2.2.3.  Transporting Access Token Inside the MQTT CONNECT

   This section describes how the Client transports the token to the
   Broker (RS) inside the CONNECT message.  If this method is used, the
   Client TLS connection is expected to be anonymous, and the Broker is
   authenticated during the TLS connection set-up.  The approach
   described in this section is similar to an earlier proposal by
   Fremantle et al [fremantle14].

   After sending the CONNECT, the client MUST NOT send any packets other
   than DISCONNECT or AUTH that is in response to the broker AUTH until
   it has received a CONNACK.  Similarly, the server MUST NOT process
   any packets other than DISCONNECT or an AUTH that is sent in response
   to its AUTH before it has sent a CONNACK.

<mglt>

The wording seems quite complex.
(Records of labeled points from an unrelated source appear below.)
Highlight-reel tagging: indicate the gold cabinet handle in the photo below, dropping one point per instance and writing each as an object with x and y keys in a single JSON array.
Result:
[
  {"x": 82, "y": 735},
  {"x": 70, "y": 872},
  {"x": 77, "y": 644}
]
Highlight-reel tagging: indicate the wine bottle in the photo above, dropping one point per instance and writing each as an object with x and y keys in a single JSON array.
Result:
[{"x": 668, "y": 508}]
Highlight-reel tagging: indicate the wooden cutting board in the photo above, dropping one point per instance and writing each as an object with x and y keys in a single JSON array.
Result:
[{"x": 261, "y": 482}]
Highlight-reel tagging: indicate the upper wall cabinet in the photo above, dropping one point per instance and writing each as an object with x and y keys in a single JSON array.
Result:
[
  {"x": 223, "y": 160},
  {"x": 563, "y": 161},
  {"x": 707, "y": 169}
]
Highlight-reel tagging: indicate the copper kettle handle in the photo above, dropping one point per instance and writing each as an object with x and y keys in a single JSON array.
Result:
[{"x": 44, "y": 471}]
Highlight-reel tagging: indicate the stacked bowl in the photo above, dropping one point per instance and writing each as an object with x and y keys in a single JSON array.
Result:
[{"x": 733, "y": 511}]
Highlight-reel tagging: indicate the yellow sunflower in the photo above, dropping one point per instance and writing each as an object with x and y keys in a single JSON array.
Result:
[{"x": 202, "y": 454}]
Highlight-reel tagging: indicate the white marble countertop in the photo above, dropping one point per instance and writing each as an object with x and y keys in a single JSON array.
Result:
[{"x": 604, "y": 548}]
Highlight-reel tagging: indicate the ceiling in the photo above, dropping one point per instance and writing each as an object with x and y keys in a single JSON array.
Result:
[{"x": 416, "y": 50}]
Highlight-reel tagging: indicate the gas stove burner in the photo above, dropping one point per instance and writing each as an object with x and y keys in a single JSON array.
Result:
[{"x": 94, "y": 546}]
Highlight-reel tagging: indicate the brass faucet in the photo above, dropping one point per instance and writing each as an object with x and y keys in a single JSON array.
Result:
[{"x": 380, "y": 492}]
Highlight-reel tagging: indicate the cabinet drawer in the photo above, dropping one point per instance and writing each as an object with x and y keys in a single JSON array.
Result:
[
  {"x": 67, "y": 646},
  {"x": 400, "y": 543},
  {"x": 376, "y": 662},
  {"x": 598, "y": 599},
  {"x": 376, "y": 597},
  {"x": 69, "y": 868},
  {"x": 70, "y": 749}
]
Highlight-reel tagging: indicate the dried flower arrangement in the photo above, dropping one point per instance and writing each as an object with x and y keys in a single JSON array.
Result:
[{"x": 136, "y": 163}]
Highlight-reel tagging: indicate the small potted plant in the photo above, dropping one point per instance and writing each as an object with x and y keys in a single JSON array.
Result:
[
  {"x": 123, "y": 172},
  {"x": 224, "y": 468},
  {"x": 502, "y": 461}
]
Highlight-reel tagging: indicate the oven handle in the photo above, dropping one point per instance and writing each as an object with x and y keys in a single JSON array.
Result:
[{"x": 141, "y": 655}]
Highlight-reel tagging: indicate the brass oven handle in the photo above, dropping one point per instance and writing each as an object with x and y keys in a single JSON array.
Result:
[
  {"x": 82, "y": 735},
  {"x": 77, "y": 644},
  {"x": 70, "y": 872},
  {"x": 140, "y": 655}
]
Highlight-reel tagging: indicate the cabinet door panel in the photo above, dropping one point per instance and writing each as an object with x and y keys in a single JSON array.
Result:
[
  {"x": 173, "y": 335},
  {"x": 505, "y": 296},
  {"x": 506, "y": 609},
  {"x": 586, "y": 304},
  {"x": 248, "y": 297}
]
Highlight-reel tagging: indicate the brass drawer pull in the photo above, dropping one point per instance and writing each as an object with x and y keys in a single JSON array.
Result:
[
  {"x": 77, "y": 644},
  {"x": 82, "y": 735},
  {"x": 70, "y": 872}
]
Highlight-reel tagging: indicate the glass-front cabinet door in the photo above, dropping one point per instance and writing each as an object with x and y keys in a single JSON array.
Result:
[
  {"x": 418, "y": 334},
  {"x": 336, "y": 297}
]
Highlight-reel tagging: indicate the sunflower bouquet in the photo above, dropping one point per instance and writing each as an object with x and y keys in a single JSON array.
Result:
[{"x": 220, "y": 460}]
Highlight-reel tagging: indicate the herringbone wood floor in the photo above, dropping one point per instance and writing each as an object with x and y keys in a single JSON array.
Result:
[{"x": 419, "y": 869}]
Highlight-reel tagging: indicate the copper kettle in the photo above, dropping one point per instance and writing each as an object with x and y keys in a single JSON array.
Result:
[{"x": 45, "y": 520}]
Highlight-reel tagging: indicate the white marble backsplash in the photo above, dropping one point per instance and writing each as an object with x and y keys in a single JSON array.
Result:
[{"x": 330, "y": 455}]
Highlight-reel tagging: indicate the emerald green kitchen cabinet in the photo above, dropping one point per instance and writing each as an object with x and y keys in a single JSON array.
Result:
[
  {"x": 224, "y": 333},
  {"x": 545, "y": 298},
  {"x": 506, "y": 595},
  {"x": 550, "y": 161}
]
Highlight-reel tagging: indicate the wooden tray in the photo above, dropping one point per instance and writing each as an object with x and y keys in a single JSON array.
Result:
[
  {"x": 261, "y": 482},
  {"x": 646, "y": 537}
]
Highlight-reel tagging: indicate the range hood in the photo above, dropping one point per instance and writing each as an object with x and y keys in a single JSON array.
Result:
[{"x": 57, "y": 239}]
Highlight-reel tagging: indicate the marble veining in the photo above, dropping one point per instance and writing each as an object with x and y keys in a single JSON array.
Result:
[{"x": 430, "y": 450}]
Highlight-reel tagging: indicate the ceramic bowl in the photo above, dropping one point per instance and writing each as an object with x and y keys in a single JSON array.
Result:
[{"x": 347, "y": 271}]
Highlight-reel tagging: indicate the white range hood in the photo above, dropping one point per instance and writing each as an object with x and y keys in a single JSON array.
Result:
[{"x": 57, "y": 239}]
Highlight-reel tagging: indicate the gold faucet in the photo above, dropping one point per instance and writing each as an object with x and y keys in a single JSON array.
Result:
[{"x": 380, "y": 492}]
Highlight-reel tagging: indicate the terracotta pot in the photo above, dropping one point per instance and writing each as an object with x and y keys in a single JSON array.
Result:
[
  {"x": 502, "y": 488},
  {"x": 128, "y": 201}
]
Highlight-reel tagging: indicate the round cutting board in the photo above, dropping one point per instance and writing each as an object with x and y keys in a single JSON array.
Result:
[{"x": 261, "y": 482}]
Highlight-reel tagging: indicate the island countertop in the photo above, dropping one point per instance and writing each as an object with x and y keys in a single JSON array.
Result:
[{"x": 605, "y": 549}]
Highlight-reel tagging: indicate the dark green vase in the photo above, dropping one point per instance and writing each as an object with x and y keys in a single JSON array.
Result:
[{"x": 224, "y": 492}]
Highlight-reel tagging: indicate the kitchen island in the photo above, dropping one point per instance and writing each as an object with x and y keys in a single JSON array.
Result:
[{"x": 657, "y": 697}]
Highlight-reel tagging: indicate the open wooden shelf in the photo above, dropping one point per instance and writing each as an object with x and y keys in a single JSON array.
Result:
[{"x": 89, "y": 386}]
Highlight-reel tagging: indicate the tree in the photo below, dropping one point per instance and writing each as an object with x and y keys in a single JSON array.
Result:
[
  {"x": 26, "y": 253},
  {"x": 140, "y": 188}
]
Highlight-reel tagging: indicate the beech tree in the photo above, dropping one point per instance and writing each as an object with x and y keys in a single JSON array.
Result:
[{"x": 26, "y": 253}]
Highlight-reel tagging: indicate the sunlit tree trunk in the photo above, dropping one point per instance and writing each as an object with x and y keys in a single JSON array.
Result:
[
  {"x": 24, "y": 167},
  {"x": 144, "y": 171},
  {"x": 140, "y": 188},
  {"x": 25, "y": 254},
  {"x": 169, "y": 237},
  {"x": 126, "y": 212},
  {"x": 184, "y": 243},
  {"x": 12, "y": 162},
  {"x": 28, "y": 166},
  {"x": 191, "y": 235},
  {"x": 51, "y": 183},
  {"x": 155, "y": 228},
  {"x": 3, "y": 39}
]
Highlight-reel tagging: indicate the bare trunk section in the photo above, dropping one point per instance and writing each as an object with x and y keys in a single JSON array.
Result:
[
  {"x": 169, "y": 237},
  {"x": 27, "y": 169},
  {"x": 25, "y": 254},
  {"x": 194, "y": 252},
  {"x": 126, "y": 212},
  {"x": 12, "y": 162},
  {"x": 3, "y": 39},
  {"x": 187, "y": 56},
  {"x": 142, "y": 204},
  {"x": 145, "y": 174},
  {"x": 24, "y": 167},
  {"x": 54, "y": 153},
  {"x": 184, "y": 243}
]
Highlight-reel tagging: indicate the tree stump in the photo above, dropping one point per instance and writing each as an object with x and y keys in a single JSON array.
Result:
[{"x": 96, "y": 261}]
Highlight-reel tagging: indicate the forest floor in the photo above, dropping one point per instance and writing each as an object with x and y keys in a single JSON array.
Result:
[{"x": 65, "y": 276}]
I
understand the text as saying: The
broker responds to a CONNECT from
the client with an AUTH.  A client
MUST only response to the broker
AUTH with DISCONNECT or AUTH.  Only
after receiving a CONNACK, the
client MAY start publishing or
receive subscription.

</mglt>

[...]

   The CONNECT message flags are Username, Password, Will retain, Will
   QoS, Will Flag, Clean Start, and Reserved.  Figure 8 shows how the
   flags MUST be set to use AUTH packets for authentication and
   authorisation, i.e. the username and password flags MUST be set to 0.
   An MQTT v5.0 RS MAY also support token transport using Username and
   Password to provide a security option for MQTT v3.1.1 clients, as
   described in Section 6.
<mglt>

Maybe that is clarified in section
6, but I am wondering if the text
clearly prevents the use of
username and password flags MUST
NOT be used with MQTT v5 client
even if they also support
MQTTv3.1.1 clients.

</mglt>

[ ... ]
   If necessary, the Broker MAY support session continuation, and hence,
   maintain and use client state from the existing session.  The session
   state kept at the server MAY include token and its introspection
   result (for reference tokens) in addition to the MQTT session state.
   The MQTT session state is identified by the Client identifier and
   includes state on client subscriptions, QoS 1 and QoS 2 messages
   which have have not been completely acknowledged or pending
   transmission to the Client, and if the Session is currently not
   connected, the time at which the Session will end and Session State
   will be discarded.
<mglt>
have have

isn't "have" pending ... ?

and"," if .... or maybe the sentence may be split.

</mglt>

[...]

2.2.4.  Authentication Using AUTH Property

   To use AUTH, the Client MUST set the Authentication Method as a
   property of a CONNECT packet by using the property identifier 21
   (0x15).  This is followed by a UTF-8 Encoded String containing the
   name of the Authentication Method, which MUST be set to 'ace'.  If
   the RS does not support this profile, it sends a CONNACK with a
   Reason Code of '0x8C (Bad authentication method)'.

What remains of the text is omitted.